We have grown used to giving our power away, bestowing our authority on anonymous voices that talk down to us from pulpits, television screens, newspapers and books. We look to heaven, to other worlds above, below or beyond, to our saints, our ancestors, our spirit guides, our teachers and holy men (for our holy women can be harder to find, and may not attract as much attention). We go to workshops, we go to ashrams, we look with longing to India, Tibet or Peru – these places whose years of insight we seek, adopt, corrupt and trivialise.
Why is it so much harder for us to believe that salvation – or enlightenment, if that is what we seek – is at hand? Why can’t we see the divine in a field of buttercups as well as in the vast peaks of the Himalayas, feel the communion of shared abundance in a weekday breakfast as well as a packed church, feel divinity in the ordinary, the undramatic, the mundane? It’s not enough, comes the thought, followed closely by the nagging uncertainty that we too are simply not enough.
In our constant striving, constant reaching, constant seeking, we are in a race that sadly has no end. And caught up in the endless maze of our advanced and complex society, we not only lose sight of the goal, but also of the path.
What if this is all there is? Stop trying. Stop killing yourself trying to keep a strict spiritual practice that brings you no joy. Stop thinking ‘I should’ and ‘I must’, and ‘What if?’
We are people with lives, people with responsibilities – and meditating while your children starve and your laundry piles up is no sign of virtue. Stop segregating your spirituality. Stop trying to take time away to pray and instead take a deep breath right now. And another. And another… and feel the world slow down.
Notice every instant. Relish the small blessings, the comic moments, the things that would make your heart smile if only you had time to pause. Listen right now. What do you hear? How long has it been since you noticed the birds singing, or for that matter, really heard what’s playing on the radio?
Do everything slowly today. Breathe slowly, eat slowly, listen slowly, talk slowly. Walk slowly. Stop trying to be faster. Stop trying to be more, or better, or best. A saint, after all, is not the best soul, but simply the one whose soul is empty, waiting to be filled by infinity.
The hearth, symbol of heat and light, offers fulfilment to the most basic of human needs. How comforted we are, even in long summer evenings, by warm candlelight once the sun has set. How nourished we are by the simplest of foods lovingly prepared, if not over a traditional hearth, then over its modern equivalent.
The hearth and its gifts typify the everyday sacred – blessings that are utterly ordinary, and utterly necessary. The hearth fire, for as long as we have built dwellings, and perhaps even longer, has been bound up with images of the everyday sacred. Whether Vesta, Hestia, Lakshmi or Bríd, the goddesses of hearth, home and sacred flame have always had a special place in the spirituality of ordinary people. For many Christians, Mary fulfils that function, and if her statue is no longer as common on kitchen altars as it once was, perhaps it has more to do with our collective turn away from religious hierarchies than a rejection of the broad and nurturing principle she represents.
Traditionally, the hearth was centre of the home, and almost by default, the centre of community within the home.

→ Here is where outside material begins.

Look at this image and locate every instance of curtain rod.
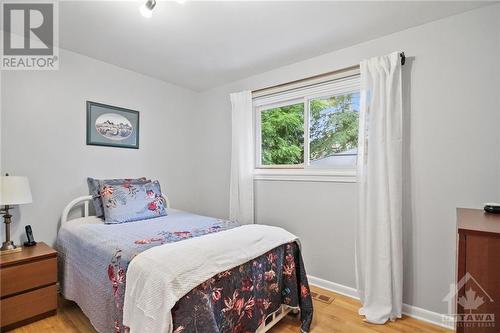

Most of us no longer have hearths, and we rarely think of the blessings of light and heat and community until for some reason we are left without.
We can easily feel isolated, forgetting or denying that we are inescapably part of the system within which we live. For many of us, it is not a healthy system. Like the seasons, living systems expand and contract. Plants sprout, grow, bear fruit and begin to decline, waiting for the next rebirth, but we seem unable to face the uncertainty of decline, running blindly forward on a path that has already begun to disappear from under our feet.
We spend more, acquire more, move faster, work harder, and we rarely stop to ask ourselves why. In an attempt to fill the void we refuse to face, we seek quick answers. We invent our dogmas, moving from one half-understood truth to the next, picking indiscriminately from the wisdom of half a dozen ages and cultures and truly absorbing none of it.
We seek, as people have always sought, and we are certain that we would gladly relinquish our souls and wills to the divine, if only we could figure out what it is – what form, what name, what experience? Is there any reality, any answer? Perhaps the questions are more trustworthy in the end. Perhaps all we can do is ask and remain empty, trusting that some day the answers will appear and we’ll realise they’ve been there all along.
An authentic response
Authenticity is the only thing we can truly achieve. Experiencing our own being, our own lives, our every lived second, hour and day. Seeing and hearing and feeling and engaging and being truly alive, truly awake, not dazed or drugged or wishing to be somewhere else.
Action taken bravely is authentic… how often do we act deliberately from our deepest truth, rather than waiting for things to change, manipulating others, hiding from the truth, or simply sneaking around hoping not to be noticed?
What are our authentic passions? Do we even have time in this busy world to have passions? Are they obsolete? What’s happened to enthusiasm? When did we become afraid to have ideas? When did we start talking with the approval radar switched on and stop communicating from the heart?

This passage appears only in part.